Dans son communiqué, Ensemble pour le Gabon estime que les décisions prises par la HAC constituent une atteinte grave aux libertés fondamentales et dépassent les prérogatives normalement reconnues à une autorité administrative. Le parti affirme ainsi vouloir contester juridiquement ces mesures devant la justice afin d’en examiner la légalité.
Au cœur de cette procédure figure notamment la suspension des réseaux sociaux, une décision dénoncée par les plaignants comme restrictive des libertés publiques. L’audience prévue ce mercredi devrait permettre au tribunal d’examiner les arguments des différentes parties et de se prononcer sur les fondements juridiques de cette décision.
Face à cette situation, EPG avait annoncé son intention de saisir les juridictions compétentes afin de contester la mesure et défendre les libertés numériques. L’audience prévue ce 11 mars devant le tribunal de Libreville s’inscrit ainsi dans la continuité de cette démarche judiciaire engagée par le parti.
Le 18 février dernier, le parti Ensemble pour le Gabon (EPG), dirigé par l’ancien Premier ministre Alain-Claude Bilie-By-Nzé, avait vivement dénoncé la décision de la Haute Autorité de la Communication (HAC) ordonnant la suspension des réseaux sociaux sur l’ensemble du territoire national.
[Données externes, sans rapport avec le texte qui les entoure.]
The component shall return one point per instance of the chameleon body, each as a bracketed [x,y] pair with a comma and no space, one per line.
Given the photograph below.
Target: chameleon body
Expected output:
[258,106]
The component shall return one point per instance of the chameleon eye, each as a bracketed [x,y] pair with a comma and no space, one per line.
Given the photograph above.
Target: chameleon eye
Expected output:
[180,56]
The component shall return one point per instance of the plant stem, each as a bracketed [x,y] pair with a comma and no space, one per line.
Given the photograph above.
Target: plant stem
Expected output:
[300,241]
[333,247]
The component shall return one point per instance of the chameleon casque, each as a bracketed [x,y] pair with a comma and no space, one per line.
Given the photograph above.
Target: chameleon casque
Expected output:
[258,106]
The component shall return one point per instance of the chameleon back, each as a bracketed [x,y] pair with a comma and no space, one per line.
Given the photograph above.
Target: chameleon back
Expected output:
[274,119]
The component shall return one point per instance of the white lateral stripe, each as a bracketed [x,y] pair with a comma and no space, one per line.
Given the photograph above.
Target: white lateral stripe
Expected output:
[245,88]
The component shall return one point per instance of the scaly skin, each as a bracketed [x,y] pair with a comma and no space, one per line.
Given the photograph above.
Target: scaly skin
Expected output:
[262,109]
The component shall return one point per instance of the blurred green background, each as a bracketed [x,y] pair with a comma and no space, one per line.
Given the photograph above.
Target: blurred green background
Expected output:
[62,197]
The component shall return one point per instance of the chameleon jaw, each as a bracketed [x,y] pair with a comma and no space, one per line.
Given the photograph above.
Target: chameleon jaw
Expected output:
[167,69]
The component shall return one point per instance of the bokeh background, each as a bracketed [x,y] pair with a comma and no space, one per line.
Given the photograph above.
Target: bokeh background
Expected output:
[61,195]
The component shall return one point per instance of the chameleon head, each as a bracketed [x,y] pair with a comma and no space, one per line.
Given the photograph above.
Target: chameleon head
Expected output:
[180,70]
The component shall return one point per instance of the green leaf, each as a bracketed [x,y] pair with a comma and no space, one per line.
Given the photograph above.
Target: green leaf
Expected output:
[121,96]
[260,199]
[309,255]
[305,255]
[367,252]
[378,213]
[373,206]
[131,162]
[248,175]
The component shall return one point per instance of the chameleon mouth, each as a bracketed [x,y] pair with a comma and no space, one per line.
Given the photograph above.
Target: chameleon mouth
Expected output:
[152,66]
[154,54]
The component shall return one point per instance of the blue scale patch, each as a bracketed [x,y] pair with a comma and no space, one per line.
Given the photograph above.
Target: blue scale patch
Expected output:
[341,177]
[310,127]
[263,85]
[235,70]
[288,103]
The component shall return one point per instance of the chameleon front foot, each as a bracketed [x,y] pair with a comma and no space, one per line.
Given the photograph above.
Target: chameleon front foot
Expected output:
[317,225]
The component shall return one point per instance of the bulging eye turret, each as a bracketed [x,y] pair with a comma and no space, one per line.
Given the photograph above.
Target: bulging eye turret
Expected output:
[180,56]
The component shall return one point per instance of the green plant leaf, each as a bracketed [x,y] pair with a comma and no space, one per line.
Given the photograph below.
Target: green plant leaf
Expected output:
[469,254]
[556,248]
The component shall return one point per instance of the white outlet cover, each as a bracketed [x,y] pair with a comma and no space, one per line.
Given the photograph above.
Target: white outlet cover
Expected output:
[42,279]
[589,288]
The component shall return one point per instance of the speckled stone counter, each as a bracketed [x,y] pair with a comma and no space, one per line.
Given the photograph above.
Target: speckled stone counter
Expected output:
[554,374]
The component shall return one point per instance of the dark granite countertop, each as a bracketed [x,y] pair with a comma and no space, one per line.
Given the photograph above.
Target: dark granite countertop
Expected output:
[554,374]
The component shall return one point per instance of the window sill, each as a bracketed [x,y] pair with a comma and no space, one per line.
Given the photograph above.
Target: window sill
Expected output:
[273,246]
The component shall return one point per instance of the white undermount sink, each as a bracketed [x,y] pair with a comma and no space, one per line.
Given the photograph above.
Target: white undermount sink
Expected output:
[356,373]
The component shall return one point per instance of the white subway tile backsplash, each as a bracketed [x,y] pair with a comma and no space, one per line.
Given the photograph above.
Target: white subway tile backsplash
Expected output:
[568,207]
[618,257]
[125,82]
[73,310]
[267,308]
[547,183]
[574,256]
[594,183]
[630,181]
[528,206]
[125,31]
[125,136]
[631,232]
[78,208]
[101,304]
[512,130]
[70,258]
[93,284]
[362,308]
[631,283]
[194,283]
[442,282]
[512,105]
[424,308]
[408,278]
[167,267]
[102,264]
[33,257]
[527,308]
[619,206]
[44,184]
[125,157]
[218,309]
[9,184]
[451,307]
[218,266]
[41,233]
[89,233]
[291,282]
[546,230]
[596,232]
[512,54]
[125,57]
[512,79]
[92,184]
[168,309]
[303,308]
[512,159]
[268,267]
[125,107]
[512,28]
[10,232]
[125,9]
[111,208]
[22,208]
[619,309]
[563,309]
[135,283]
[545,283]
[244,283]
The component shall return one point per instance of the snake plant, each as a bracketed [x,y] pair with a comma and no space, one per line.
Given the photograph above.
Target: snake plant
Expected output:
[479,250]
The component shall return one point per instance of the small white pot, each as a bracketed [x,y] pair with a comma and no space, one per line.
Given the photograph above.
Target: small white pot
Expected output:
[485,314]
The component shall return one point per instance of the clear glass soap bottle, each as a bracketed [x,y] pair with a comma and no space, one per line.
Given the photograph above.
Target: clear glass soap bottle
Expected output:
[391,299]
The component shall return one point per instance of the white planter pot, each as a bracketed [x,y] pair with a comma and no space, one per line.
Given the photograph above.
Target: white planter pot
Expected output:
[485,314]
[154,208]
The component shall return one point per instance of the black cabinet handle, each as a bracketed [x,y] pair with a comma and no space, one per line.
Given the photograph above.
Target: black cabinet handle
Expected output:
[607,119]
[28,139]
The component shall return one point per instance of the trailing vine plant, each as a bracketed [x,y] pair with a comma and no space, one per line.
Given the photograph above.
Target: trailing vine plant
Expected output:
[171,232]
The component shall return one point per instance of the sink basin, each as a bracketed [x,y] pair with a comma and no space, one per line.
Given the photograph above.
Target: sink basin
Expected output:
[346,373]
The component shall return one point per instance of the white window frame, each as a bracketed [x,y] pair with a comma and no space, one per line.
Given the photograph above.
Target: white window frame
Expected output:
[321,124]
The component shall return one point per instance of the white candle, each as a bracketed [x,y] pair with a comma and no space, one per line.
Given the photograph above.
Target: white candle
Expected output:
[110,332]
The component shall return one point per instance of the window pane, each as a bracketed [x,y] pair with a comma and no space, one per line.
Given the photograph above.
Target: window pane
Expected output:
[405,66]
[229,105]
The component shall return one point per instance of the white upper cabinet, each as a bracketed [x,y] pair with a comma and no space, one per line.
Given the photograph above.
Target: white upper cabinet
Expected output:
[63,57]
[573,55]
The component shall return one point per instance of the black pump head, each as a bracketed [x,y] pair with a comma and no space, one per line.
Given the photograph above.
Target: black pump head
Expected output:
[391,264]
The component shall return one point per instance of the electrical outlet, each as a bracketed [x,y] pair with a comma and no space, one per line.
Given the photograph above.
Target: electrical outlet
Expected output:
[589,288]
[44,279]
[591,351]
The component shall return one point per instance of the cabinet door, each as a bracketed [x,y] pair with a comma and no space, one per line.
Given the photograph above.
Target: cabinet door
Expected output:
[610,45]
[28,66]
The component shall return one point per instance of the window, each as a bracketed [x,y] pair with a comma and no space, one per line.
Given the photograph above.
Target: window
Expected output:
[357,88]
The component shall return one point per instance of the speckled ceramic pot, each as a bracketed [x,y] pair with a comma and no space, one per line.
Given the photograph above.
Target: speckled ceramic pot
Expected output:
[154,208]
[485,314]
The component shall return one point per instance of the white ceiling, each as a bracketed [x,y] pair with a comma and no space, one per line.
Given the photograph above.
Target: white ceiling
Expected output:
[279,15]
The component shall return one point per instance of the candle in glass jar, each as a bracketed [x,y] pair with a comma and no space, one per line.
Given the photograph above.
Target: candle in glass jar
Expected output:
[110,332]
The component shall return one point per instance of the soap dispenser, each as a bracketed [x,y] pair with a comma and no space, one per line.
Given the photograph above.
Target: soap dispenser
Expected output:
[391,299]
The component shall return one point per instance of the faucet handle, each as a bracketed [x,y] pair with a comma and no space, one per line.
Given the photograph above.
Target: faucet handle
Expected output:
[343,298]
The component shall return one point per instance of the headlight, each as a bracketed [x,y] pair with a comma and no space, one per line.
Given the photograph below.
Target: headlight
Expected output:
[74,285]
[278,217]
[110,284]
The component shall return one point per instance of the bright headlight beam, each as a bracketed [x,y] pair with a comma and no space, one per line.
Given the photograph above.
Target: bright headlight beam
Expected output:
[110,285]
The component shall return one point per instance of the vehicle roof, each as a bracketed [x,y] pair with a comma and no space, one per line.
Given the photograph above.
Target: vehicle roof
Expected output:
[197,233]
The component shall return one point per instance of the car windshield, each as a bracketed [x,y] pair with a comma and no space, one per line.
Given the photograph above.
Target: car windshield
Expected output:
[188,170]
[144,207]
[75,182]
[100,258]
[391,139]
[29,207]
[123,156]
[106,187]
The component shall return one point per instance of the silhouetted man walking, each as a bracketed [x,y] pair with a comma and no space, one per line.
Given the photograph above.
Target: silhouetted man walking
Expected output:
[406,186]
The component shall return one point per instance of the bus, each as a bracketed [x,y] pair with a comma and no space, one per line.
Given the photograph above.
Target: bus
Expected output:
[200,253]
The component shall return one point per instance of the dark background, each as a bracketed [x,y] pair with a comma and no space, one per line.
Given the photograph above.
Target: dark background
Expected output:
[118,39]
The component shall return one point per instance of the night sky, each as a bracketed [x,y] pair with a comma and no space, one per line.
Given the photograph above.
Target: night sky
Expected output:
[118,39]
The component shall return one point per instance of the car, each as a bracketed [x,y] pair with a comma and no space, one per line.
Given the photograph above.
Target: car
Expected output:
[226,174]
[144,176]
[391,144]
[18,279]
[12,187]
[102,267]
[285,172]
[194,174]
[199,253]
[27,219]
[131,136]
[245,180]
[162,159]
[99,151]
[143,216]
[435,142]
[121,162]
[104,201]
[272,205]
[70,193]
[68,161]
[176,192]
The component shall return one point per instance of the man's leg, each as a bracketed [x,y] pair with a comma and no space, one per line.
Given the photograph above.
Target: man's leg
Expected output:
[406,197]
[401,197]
La HAC justifiait cette mesure par la volonté de freiner la diffusion de fausses informations, de propos haineux et de contenus jugés susceptibles de menacer la cohésion sociale et la sécurité nationale. L’EPG avait pour sa part estimé que cette décision constituait une atteinte aux libertés fondamentales et avait alors annoncé son intention de saisir les juridictions compétentes pour contester cette mesure.